Average Balance: It is the average of the daily end-of-day balance taken over the selected time period. The manual exercise of computing the average balance from the PDF bank statement is a cumbersome and time-consuming process. As such, for sake of simplicity, some banks took the average of 1st, 5th, 15th, and 30th day end-of-day-balance as average balance.
Regularity of Inflows: Is there regular inflow in the account every month? Yes/No.
Cheque Bounce: Are there any cheque bounces? If yes, how many and were those bounced cheques subsequently paid-off?
Existing Loans: Are there any existing loans going on. If yes, the monthly EMI (Equated Monthly Installment)
Fixed Obligation: How much is the monthly fixed obligations of the customers? It includes all payments like rent, existing loan EMI, monthly utility bill payments like mobile, electricity, gas, and the basic cost of livelihood.
Financial Savvy: Is the person financially savvy? Does he have insurance? Any regular mutual fund investments, PPF, or any other tax-saving instrument under section 80C.
Automated Bank Statement Analysis
The manual process of transcribing data from PDF to excel, eyeballing the statement, scanning for keywords, and performing monotonous mathematical calculations on Excel/Calculator is time-consuming and prone to error. The challenge increases manifold if the bank statement is provided in a scanned image format as we cannot even do copy-paste of data from Image to Excel.
Many Banks & NBFC, realizing this challenge has developed their automated solutions or tied up with technology companies to build parsers to read the bank statement.

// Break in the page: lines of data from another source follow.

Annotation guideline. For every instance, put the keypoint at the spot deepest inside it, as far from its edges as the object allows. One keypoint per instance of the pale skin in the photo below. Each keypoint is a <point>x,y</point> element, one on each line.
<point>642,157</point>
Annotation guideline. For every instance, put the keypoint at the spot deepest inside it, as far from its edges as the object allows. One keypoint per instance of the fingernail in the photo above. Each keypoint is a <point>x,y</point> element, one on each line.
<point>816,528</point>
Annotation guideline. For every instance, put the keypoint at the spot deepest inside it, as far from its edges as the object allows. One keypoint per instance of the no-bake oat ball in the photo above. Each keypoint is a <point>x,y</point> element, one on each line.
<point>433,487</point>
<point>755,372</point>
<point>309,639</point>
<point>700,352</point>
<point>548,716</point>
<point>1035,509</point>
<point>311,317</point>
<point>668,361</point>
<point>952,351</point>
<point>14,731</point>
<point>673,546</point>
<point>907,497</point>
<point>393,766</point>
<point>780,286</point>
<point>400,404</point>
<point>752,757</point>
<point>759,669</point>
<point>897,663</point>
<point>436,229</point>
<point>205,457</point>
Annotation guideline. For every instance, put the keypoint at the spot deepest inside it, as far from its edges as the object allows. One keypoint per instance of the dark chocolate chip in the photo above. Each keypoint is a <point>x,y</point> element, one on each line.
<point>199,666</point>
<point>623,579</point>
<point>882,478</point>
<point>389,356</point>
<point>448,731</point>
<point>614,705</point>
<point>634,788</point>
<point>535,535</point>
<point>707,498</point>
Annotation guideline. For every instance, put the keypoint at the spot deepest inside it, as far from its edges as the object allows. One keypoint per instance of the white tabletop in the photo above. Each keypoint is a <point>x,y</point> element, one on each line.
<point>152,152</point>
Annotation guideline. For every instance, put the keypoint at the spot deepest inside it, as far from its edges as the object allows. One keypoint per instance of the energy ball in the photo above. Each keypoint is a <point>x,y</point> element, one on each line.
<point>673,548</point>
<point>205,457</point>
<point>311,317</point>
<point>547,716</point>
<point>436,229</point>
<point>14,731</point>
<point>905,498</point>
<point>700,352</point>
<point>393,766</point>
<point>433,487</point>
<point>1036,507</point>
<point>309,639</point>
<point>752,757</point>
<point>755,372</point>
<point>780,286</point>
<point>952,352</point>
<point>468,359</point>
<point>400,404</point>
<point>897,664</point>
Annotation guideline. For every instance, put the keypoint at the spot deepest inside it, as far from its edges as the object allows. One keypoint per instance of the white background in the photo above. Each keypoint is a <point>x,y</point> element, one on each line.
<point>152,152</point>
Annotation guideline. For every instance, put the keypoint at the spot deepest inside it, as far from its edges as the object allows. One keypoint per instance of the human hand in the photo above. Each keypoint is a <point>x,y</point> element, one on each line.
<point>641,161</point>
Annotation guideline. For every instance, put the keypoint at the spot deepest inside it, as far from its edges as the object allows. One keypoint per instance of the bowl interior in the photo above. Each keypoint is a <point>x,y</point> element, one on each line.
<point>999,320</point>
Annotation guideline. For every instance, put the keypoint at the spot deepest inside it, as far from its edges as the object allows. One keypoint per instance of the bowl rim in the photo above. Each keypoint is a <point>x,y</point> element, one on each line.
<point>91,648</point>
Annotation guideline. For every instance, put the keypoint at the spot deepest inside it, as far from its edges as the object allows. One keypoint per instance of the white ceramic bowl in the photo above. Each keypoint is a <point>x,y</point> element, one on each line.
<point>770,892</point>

There are many PDF Reader and OCR Reader solutions available in the market which can read data from PDF and Image respectively.
On a detailed automated parsing (analysis) of the bank statement, we can build a 360-degree view of the customer. Shown below is an indicative Customer Single View (360-degree view).
The next step in automated credit analysis is to compute the Credit Score using a machine learning model. The credit score is an indicator of the creditworthiness of the customer. Logistic Regression machine learning technique is the most used technique by Banks & NBFCs to build Credit Scorecards.